From it's modest beginnings in rented quarters in the Heckscher Building at 730 Fifth Avenue (corner of Fifth Avenue and 57th Street) in Manhattan, The New York Museum of Modern Art opened to the public on November 7, 1929, nine days after the Wall Street Crash. The MoMA has grown to world wide recognition as a leader in the display, preservation, conservation, and distribution ,through loan programs to other museums world wide.



For 47 days and 116,000 visitors experts at New York's Museum of Modern Art had viewed their exhibition of "The Last Works of Henri Matisse" with pride and confidence until on December 4,1961. Monroe Wheeler, the museum's director of exhibitions, was upset. He barely refrained from pounding his forehead as he cried, "Oh, no!" After he recovered his aplomb he manfully attributed the error to "just carelessness," and correction was made.



The heroine - or villainess, if you prefer - is Mrs. Genevieve Habert, a Wall St. stockbroker who is a former Parisienne and a fan of the French master's later works. She was the only person of some 116,000 who saw the simple, cut-and-pasted gouache of a sailboat and its reflection to spot the mistake. Mrs. Habert had been to the exhibition three times, and was vaguely disquieted by the picture the first timed. She felt the artist "would never put the main, more complex motif on the bottom and the lesser motif at the top." On her third visit, she felt she was on firm ground, bought a catalog, in which it was positioned properly, to prove her point and called the boo-boo to the attention of the nearest guard.

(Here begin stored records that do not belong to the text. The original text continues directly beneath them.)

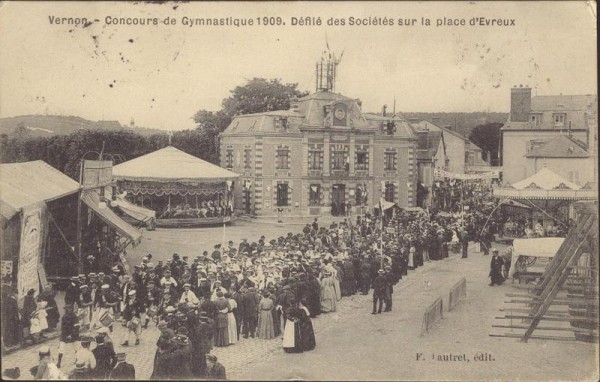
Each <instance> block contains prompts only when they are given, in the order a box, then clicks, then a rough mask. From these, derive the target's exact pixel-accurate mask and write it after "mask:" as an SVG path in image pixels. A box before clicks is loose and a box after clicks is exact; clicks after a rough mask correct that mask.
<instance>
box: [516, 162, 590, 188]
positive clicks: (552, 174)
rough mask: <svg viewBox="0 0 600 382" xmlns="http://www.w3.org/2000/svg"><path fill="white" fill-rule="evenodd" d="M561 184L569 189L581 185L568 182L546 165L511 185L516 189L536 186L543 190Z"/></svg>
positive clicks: (558, 187) (550, 187) (576, 186)
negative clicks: (546, 165)
mask: <svg viewBox="0 0 600 382" xmlns="http://www.w3.org/2000/svg"><path fill="white" fill-rule="evenodd" d="M561 184H563V185H564V186H566V187H568V188H569V189H571V190H579V189H580V188H581V187H580V186H578V185H577V184H575V183H572V182H569V181H568V180H566V179H565V178H563V177H562V176H560V175H558V174H557V173H555V172H554V171H552V170H550V169H549V168H548V167H544V168H542V169H541V170H540V171H538V172H537V173H535V174H533V175H532V176H530V177H529V178H525V179H523V180H521V181H519V182H517V183H514V184H513V185H512V187H513V188H515V189H517V190H523V189H525V188H536V189H543V190H554V189H557V188H559V187H560V186H561Z"/></svg>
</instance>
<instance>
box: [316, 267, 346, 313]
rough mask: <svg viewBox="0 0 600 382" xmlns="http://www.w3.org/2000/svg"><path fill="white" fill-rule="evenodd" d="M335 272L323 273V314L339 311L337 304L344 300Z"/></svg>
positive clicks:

Quick to defend the honor of the museum, he neatly placed the blame elsewhere with "You don't know what's up and you don't know what's down and neither do we. We can't be responsible for the printers."
Luckily Mrs. Habert was not to be stopped. She went to the chief guard who referred her to information desk. But it was a Sunday night, when all the experts were at home, and she had to stoke her critical fire until the next morning. That's when Wheeler heard the awful truth.



The picture, which measures 56 ¼ x 44 inches, is one of 40 gouaches selected earlier this year in Paris especially for the show. They were executed in the four before Matisse’s death in 1954.

The painter’s son, art dealer Pierre Matisse – who himself had attended the exhibition without noticing the error – said, “Mrs. Habert should be given a medal.”



The woman in charge of installing pictures at the museum explained that the labels on the back of “Le Bateau” were upside down and that apparently had been hung incorrectly before. Deep screw holes on the back of the frame indicated this. Faint holes at the opposite end likewise indicated it had been strung up the right way at least once.

OnDaFence 31M/38M
26077 posts
12/3/2018 8:49 pm

I've only been there once.....


OnDaFence 31M/38M
26077 posts
12/3/2018 8:50 pm

But they are constantly changing.


OnDaFence 31M/38M
26077 posts
12/3/2018 8:52 pm

They have a major expansion project which should be completed by now or very soon.


OnDaFence 31M/38M
26077 posts
12/3/2018 8:53 pm

One day is not enough to take it all in.


strtsexboy_1 58M
245 posts
12/3/2018 9:09 pm

Hummmm well today I have to say that, modern and art are an oxymoron LOL


Hungr4Yungr 69M
3690 posts
12/3/2018 9:16 pm

If the artist had done his job properly, there would be no question about which way to hang his work. If you ask me, the work is so ugly, it should be hung backwards.
Thanks for creating some controversy, Bret.


OnDaFence 31M/38M
26077 posts
12/3/2018 9:58 pm

    Quoting strtsexboy_1:
    Hummmm well today I have to say that, modern and art are an oxymoron LOL
lines do get blurred on occasion.


OnDaFence 31M/38M
26077 posts
12/3/2018 10:03 pm

    Quoting Hungr4Yungr:
    If the artist had done his job properly, there would be no question about which way to hang his work. If you ask me, the work is so ugly, it should be hung backwards.
    Thanks for creating some controversy, Bret.
part of the theory was to create an image to convey the thought with the fewest lives. Here I'd say his color choices were inappropriate for the boat and the sky.... Reverse the colours and you immediately visualize the boat and the sky.